The data explains why you and I and so many Americans still feel something just ain’t copacetic in our economy. Some numbers … between the economic peak just before the global crisis and today:
- We lost more than 200,000 jobs in Computer/Electronics with an average pay exceeding $71,300 a year, but added 265,000 jobs in Temporary Help paying $29,800 a year.
- We lost 1.4 million manufacturing jobs paying more than $53,000 a year, but added 1.4 million jobs in Food Services & Drinking Places that pay $17,000 a year.
- We lost 949,000 jobs in Durable Goods paying more than $56,700, but added more than 950,000 jobs in Social Assistance paying $28,340.
- We lost a combined 343,000 jobs in Telecom and Publishing paying between $63,000 and nearly $77,000 annually, but added 332,000 in Home Health Care Services that pay $27,500.
BLS data is littered with numerous examples, all underscoring the same message. Meanwhile, the examples that counter these trends — high-paying job categories that have expanded — are exceedingly limited.
Thus, going through the list of job losses and job gains in the American economy, the message is not one of a new foundation of strength. It’s one of disappointment at how far we’ve actually sunk as a country. We’ve traded high-paying jobs for low-paying jobs, and that undermines the predominantly consumer-driven American economy.
So what if you’re creating 200,000-plus jobs a month? If the jobs you’re creating pay one-third to one-half to one-quarter the pay of jobs the American economy has lost, so what? The jobs Obama’s economy is generating are incapable of fueling or maintaining the middle class.

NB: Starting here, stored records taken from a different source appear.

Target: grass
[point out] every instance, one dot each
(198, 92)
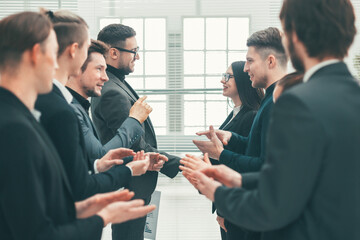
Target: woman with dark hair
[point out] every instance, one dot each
(246, 99)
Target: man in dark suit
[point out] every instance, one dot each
(308, 187)
(36, 200)
(89, 84)
(111, 109)
(60, 121)
(266, 64)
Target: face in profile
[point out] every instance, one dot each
(47, 64)
(126, 61)
(93, 78)
(256, 67)
(229, 85)
(80, 56)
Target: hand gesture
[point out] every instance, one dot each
(140, 110)
(94, 204)
(140, 164)
(113, 157)
(157, 161)
(214, 147)
(195, 163)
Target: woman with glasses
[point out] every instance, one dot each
(246, 99)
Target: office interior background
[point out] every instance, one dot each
(185, 45)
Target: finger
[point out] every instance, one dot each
(142, 99)
(206, 158)
(202, 133)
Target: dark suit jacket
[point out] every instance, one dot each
(62, 125)
(109, 111)
(35, 196)
(309, 186)
(247, 153)
(125, 136)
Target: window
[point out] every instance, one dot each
(211, 44)
(150, 70)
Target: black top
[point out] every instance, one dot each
(35, 196)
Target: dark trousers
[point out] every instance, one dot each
(130, 230)
(236, 233)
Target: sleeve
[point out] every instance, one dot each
(66, 137)
(115, 116)
(23, 200)
(288, 176)
(244, 163)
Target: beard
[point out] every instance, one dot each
(294, 57)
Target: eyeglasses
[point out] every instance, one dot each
(135, 52)
(226, 76)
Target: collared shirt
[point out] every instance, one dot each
(36, 114)
(317, 67)
(67, 95)
(83, 101)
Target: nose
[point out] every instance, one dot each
(246, 67)
(137, 56)
(104, 77)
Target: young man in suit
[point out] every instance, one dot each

It explains why the average American consumer is so tepid. People have had to downscale their lives to make do with less income.
American Dream Out of Reach
We’re simply moving in the wrong direction as a country. We might like to think we’re the richest nation on the planet, and that the flame of the American Dream still burns hot. Alas, the jobs reality tells a different story.
Why is the middle class shrinking (as various studies have shown)? Why do a majority of Americans believe the American Dream is no longer achievable (again, various studies)?
The jobs data offers the answer: People who once earned enough money to fund their version of the American Dream are now barely making enough money to make a living, assuming they still have a job. The low-wage service industry is now populated by workers who know what it’s like to earn a middle-class wage — because they used to be those middle-class wage earners, and they’ve had to retrench.
That clearly impacts the consumer economy.
And it tells you why the Federal Reserve has been so slow to raise interest rates. The jobs market, despite adding oodles of jobs, is structurally weak beneath the headline data. That does not make for a robust economy — which is why we have not yet seen a robust American economy this deep into a recovery.
It’s also why the high-flying U.S. stock market has a comeuppance in the offing. U.S. stocks are overpriced, and a structurally weak economy is a very good reason to lighten your exposure here at home.
Consumer and business sentiment are on the rise. And stocks in developed European economies are still undervalued. That will change as investors begin transitioning out of overvalued American stocks and into equally developed economies where stocks are cheaper.